After the 2020 election, we saw prices rise again to an average of $0.60 per round. To give you an idea of what that means- a box of ammo is 50 rounds typically. That’s about 3-5 magazines, depending on how many bullets you load. 9mm is meant to be an inexpensive round. It’s relatively cheap to produce, and its popularity has a lot to do with that fact. When you have people paying $30 ($0.60 per round) for a box of 9mm, as opposed to $12 (0.24 per round) eight months prior, shooting starts to get expensive, especially since the average range trip equates to about 2-300 rounds per caliber.
Consider this as well; statistics show that in 2020 alone, 23 million firearms were sold, with 6 million of those guns being bought by first-time gun owners.
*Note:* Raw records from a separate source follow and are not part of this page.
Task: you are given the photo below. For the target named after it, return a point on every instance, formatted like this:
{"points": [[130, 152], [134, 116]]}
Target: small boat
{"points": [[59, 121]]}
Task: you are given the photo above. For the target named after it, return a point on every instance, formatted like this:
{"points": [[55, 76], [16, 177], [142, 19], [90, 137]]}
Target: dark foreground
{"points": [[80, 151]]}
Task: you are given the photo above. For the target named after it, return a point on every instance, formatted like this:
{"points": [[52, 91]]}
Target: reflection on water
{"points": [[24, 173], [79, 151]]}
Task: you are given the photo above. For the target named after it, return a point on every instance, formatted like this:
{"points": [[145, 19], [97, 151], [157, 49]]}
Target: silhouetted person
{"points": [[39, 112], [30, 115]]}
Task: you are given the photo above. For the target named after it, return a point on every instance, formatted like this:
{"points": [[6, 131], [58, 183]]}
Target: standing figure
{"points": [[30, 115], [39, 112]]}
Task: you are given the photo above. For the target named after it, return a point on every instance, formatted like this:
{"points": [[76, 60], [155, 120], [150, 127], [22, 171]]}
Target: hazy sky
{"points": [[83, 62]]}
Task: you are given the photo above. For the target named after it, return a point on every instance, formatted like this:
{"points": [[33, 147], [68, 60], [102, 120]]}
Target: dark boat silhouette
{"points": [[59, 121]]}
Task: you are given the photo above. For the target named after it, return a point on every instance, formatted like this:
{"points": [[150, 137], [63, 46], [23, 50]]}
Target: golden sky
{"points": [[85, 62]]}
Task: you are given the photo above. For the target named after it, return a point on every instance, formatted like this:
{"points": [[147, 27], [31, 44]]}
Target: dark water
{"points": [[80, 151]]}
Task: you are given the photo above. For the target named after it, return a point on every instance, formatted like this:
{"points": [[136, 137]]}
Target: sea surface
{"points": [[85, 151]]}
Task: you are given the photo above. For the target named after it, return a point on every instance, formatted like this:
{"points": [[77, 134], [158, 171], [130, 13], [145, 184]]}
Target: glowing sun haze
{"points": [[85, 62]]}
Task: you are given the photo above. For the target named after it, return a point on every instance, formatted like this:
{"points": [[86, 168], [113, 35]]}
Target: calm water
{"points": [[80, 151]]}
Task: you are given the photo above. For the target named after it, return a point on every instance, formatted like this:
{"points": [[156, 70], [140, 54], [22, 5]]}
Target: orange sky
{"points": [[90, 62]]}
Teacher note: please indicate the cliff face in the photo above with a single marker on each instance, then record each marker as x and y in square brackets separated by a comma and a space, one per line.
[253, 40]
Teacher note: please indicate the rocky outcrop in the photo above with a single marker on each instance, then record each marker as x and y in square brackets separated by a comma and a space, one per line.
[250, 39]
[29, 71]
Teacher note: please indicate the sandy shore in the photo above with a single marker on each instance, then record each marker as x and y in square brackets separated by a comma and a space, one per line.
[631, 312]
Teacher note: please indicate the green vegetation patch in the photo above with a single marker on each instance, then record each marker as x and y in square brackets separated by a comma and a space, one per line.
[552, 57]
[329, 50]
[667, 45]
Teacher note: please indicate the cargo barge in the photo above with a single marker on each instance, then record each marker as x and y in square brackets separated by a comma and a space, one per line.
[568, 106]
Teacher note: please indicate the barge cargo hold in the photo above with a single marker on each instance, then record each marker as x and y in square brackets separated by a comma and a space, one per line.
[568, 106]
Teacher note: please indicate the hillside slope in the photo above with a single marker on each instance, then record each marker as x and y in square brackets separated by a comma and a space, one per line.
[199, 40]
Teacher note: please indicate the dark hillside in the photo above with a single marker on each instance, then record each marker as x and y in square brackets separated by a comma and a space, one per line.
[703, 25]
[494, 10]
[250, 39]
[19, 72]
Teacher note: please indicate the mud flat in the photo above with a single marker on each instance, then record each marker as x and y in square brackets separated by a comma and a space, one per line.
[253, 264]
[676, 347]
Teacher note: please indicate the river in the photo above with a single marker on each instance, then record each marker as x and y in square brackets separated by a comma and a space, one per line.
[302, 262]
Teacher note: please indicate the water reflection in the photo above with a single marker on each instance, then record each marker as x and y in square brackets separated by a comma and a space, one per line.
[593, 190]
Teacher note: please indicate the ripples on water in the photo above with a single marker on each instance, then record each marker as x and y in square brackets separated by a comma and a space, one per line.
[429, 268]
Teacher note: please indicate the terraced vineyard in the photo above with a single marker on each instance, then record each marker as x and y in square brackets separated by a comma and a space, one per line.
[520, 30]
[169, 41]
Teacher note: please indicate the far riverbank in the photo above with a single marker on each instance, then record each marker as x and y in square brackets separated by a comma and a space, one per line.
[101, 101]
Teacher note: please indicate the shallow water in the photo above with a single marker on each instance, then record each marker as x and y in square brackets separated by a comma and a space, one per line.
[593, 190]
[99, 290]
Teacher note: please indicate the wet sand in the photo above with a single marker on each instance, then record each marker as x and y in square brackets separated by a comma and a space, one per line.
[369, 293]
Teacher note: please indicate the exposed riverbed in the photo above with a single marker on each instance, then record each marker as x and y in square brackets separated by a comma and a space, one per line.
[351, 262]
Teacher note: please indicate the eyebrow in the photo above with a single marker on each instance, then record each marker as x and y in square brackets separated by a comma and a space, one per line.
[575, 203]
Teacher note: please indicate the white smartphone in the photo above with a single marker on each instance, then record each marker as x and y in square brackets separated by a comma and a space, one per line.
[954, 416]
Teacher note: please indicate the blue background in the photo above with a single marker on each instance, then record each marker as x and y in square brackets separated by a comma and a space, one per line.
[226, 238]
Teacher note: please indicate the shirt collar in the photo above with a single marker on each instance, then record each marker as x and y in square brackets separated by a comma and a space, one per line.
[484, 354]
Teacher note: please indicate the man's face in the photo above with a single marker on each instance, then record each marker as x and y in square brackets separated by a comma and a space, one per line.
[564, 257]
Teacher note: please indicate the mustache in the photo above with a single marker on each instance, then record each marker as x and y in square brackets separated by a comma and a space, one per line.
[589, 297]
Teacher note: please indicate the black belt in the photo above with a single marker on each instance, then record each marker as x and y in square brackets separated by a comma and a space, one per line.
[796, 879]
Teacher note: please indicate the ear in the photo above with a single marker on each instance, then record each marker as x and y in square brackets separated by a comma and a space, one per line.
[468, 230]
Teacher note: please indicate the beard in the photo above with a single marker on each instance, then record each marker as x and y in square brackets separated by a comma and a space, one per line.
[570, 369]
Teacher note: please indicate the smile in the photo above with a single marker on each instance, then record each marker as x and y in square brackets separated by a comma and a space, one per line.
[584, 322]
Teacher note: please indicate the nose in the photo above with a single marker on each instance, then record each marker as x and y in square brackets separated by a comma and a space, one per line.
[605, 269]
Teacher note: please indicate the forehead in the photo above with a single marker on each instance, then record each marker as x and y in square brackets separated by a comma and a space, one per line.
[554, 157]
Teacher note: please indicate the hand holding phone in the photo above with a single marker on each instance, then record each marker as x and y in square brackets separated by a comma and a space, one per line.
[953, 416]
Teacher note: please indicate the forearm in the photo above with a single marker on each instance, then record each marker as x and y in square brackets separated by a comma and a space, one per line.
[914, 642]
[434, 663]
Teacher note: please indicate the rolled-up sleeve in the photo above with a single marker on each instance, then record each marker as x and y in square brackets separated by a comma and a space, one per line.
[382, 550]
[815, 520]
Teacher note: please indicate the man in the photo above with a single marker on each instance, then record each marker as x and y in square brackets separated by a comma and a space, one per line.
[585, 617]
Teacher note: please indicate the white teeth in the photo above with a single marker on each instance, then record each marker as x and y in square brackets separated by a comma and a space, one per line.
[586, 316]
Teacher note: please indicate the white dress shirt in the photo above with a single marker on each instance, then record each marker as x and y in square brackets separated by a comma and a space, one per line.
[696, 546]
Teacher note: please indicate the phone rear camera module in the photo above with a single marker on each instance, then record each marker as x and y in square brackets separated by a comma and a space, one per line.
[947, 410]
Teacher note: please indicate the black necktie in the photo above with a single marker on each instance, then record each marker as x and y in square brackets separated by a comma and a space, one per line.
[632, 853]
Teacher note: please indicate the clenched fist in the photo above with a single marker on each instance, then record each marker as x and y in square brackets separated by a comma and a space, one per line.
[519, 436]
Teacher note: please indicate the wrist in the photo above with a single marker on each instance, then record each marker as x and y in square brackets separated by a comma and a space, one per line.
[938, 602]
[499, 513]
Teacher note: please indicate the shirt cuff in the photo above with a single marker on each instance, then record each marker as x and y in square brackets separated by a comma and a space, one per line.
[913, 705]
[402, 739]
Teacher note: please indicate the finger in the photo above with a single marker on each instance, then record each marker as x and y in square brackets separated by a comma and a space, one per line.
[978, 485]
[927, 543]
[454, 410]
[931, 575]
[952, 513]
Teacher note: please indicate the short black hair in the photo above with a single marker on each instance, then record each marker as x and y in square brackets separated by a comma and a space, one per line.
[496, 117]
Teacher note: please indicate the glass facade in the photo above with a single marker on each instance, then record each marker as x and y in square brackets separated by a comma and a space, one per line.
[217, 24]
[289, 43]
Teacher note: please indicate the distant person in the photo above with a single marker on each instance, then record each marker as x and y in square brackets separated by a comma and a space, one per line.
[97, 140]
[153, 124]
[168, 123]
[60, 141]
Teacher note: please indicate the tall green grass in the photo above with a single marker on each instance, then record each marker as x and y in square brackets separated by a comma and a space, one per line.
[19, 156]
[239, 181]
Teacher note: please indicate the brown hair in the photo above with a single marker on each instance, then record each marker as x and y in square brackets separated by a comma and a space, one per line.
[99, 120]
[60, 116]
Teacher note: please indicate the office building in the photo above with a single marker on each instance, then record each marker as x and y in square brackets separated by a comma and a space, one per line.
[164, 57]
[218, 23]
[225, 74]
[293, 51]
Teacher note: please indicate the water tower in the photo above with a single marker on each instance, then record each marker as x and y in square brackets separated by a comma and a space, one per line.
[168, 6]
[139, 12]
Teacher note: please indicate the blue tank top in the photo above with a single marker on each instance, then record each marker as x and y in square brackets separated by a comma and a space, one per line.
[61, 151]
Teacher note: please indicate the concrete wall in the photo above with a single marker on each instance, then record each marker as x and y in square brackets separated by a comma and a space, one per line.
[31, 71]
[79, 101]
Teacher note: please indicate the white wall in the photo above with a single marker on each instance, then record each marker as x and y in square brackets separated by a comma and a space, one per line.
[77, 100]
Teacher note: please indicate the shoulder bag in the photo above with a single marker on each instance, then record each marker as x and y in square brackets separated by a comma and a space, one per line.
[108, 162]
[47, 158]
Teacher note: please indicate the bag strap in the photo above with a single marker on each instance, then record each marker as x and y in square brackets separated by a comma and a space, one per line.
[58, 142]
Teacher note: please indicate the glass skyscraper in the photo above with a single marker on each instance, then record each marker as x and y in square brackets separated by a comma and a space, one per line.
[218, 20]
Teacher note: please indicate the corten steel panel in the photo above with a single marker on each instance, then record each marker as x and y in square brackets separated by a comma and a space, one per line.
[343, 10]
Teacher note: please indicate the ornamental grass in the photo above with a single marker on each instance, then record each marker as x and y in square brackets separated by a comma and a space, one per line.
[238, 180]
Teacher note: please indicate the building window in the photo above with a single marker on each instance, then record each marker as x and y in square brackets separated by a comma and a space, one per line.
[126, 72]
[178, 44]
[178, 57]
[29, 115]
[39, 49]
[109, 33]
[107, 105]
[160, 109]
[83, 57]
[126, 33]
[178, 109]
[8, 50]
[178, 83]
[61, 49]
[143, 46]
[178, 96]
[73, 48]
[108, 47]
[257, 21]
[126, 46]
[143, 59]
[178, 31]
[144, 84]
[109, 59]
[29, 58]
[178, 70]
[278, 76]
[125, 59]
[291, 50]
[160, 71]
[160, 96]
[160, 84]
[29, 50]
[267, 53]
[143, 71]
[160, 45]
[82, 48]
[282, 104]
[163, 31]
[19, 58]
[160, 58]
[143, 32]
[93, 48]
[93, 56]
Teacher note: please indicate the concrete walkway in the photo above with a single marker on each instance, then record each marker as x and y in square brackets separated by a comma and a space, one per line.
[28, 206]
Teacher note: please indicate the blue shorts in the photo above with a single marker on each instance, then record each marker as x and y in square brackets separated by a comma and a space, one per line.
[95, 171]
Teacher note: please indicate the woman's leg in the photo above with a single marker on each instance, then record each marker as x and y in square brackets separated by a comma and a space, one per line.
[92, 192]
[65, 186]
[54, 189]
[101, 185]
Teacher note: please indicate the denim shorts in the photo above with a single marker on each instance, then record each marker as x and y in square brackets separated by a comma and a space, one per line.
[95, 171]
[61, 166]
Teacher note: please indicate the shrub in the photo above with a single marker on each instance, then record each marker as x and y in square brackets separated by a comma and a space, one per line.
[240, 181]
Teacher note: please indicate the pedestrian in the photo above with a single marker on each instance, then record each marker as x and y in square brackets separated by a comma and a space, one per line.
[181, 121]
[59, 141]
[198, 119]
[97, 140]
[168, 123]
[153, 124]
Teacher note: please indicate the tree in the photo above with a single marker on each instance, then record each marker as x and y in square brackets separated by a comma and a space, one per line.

Suppose each of those new gun owners wants to buy enough ammo for an average range trip, 200 rounds. In that case, those people would need 1,200,000,000 rounds of ammo to satisfy the demand, and that’s not even including the 32% of Americans that own guns (According to Gallup polling.) That would be about 104,960,000 people if you were wondering.
So, to satisfy that market, if each of those 104.9 Million people wanted only 200 rounds of ammo for one firearm, the amount of ammo needed would be serious. (and we know that people, in reality, want thousands of rounds per firearm). That’s not including law enforcement contracts and military contracts, which usually take precedence over the civilian market.
Finally, in Jan. of 2021, we seem to reach the peak. With the Jan. 6th protests and Biden’s inauguration, gun and ammo buying hit new highs. 9mm prices on average hit $0.71 per round. During this time, we regularly heard from customers that other spots were selling 9mm at $1/round.
At the time of writing this (September 2021), we’re just now starting to see a drop in ammo prices and gun sales slowing down. 9mm is sitting at $0.31 per round for steel case and $0.34 per round for brass on the low end. Any well-known brand names are sitting at around $0.39 per round. Even with Biden’s new “Russian Ammo Ban,” prices seem to have steadily fallen, at least on 9mm.
The real question is, will the prices keep dropping? It’s anyone’s guess.
There’s a ton of factors affecting the market right now, from unrest around the world. For example, earlier this month, a coup in Guinea sent Aluminum prices to a ten-year high. If you’re unfamiliar, Guinea holds a quarter of the world’s bauxite supply, a raw material that can be refined into alumina, which can then be smelted into aluminum.
This price change can affect the cost of firearms, as manufacturers will have to pay a higher price to acquire raw materials.
Shipping and transporting are another problem now, with sea containers fetching record-high prices because of a shortage and supply chains still seeing significant disruptions.
Since the panic buys for firearms has at least subsided a little bit, people have stopped hoarding ammo and are choosier. We’re seeing this in gun sales right now where customers aren’t coming in and just buying anything on the wall. People are starting to do their research and are becoming pickier about their buying. I think this is the same for ammo as well. The demand has subsided a bit. If supply continues to meet demand, I think we’ll continue to see a drop in prices. Barring some mutation in covid that gives the virus a 50% CFR, more supply chain disruptions, or the Biden administration passing some severe gun control legislation, I think we will continue to see the price of ammo dropping slowly.